# New from MN, USA



## Rising_Flames (Jan 6, 2012)

I have 3 mice currently, all kept separate - two 'house mice', one male, and one female (our best bet, given size and assumed age is the male/buck is the father of the female, and to reduce line/in-breeding we determined it best to keep them separate. The third is a marked male (I'm assuming black, but I'll get pictures and let people who know more than I verify) who my friend was giving away.

They're all being kept separately until I can get them checked. Chances are the bucks are too mature to have any chance at living together, and if they are it will be simply sharing a tank that's been divided in half with a sheet of glass or plastic.

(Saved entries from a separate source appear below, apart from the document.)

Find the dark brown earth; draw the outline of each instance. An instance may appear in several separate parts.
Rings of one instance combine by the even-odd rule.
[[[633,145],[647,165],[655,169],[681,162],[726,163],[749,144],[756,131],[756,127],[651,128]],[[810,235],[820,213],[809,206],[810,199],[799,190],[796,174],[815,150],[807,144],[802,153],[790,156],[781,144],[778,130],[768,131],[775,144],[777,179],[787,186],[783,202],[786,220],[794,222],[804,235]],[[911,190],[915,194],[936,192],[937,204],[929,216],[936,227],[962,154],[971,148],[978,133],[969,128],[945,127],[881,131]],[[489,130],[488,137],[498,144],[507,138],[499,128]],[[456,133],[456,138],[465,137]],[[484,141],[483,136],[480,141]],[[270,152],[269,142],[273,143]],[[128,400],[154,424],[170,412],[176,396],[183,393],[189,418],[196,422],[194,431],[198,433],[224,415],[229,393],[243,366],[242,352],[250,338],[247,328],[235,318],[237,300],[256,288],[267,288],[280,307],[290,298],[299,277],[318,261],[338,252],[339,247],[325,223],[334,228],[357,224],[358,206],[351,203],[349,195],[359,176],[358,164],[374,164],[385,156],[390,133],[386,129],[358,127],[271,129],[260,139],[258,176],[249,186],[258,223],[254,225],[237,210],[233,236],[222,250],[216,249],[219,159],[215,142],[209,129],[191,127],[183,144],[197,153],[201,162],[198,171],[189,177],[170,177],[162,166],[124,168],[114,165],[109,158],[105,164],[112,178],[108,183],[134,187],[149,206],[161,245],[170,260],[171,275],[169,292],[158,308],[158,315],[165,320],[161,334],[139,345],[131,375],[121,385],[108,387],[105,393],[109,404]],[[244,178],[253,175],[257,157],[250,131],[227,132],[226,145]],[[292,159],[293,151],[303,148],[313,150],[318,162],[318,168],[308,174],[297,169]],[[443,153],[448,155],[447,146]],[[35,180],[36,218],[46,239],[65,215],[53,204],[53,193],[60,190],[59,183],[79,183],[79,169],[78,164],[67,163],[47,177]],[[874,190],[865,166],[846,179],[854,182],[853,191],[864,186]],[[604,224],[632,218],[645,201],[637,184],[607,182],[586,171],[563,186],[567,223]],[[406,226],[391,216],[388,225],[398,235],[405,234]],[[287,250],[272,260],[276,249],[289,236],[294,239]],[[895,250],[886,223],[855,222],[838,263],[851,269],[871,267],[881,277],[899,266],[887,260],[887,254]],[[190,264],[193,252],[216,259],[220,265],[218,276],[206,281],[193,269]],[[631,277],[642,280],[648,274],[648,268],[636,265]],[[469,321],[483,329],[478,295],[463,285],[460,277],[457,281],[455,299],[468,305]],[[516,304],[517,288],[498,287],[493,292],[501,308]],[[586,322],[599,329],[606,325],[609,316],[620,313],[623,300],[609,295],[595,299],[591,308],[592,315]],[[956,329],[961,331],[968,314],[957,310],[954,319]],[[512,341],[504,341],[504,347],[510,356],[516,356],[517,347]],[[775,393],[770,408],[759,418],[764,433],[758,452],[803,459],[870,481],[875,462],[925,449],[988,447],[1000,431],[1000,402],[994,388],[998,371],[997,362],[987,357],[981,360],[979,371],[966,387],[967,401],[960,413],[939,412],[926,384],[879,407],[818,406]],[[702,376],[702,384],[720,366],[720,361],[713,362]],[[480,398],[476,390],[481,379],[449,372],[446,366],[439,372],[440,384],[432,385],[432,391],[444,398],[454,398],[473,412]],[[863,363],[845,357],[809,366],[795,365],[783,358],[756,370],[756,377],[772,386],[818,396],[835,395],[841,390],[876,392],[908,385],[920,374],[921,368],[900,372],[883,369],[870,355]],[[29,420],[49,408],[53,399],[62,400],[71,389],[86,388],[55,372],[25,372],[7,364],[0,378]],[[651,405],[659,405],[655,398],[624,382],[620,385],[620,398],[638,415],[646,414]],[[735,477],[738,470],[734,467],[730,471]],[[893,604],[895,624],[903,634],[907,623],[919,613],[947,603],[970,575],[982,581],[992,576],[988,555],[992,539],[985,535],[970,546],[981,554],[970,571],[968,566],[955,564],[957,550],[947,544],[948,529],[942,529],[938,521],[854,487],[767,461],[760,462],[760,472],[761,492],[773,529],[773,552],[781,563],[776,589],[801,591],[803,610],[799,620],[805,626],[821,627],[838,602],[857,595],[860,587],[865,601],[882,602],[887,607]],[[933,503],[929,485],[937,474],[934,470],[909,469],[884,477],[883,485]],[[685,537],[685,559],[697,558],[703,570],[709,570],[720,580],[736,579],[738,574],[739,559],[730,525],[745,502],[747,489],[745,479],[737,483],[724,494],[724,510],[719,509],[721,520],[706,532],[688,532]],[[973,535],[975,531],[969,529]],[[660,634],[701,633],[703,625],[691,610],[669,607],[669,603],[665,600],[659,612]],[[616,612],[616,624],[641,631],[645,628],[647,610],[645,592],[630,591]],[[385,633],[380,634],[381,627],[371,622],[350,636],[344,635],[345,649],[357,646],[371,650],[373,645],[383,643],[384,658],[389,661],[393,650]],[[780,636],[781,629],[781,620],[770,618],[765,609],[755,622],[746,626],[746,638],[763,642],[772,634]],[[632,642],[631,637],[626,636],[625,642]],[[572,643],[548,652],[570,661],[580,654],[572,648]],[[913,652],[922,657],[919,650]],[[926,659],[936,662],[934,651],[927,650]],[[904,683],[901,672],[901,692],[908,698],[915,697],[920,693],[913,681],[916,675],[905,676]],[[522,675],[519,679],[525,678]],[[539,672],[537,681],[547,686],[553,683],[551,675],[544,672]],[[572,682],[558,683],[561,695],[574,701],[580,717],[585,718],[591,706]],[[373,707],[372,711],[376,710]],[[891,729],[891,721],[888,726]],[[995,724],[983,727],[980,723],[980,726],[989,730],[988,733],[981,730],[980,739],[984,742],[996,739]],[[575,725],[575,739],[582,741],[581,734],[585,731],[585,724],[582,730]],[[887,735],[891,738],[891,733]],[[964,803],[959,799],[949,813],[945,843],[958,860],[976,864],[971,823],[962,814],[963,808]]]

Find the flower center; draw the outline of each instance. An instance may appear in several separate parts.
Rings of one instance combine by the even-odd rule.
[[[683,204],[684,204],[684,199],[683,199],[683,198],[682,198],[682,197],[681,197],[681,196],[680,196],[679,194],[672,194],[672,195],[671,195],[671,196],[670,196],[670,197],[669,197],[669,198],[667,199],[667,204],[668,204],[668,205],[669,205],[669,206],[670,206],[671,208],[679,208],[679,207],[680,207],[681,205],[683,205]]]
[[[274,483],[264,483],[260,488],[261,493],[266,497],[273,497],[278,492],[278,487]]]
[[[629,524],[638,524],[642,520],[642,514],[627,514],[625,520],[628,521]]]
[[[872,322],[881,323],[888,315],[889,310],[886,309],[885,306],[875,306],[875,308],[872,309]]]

I am, however, in the market to finding a female, even if only to keep my current one company.

I don't plan on doing any breeding until I have had the chance to learn more about mouse behaviour and husbandry.


----------



## WoodWitch (Oct 18, 2009)

Welcome to our forum
:welcome1


----------



## The Boggit keeper (Mar 5, 2010)

Hi and Welcome!


----------



## moustress (Sep 25, 2009)

Howdy, neighbor!


----------



## Rising_Flames (Jan 6, 2012)

Thank you for the Welcomes!  And it's great to see another Minnesotan!


----------



## Frizzle (Oct 6, 2011)

Hello from Wisconsin, welcome to the forum!


----------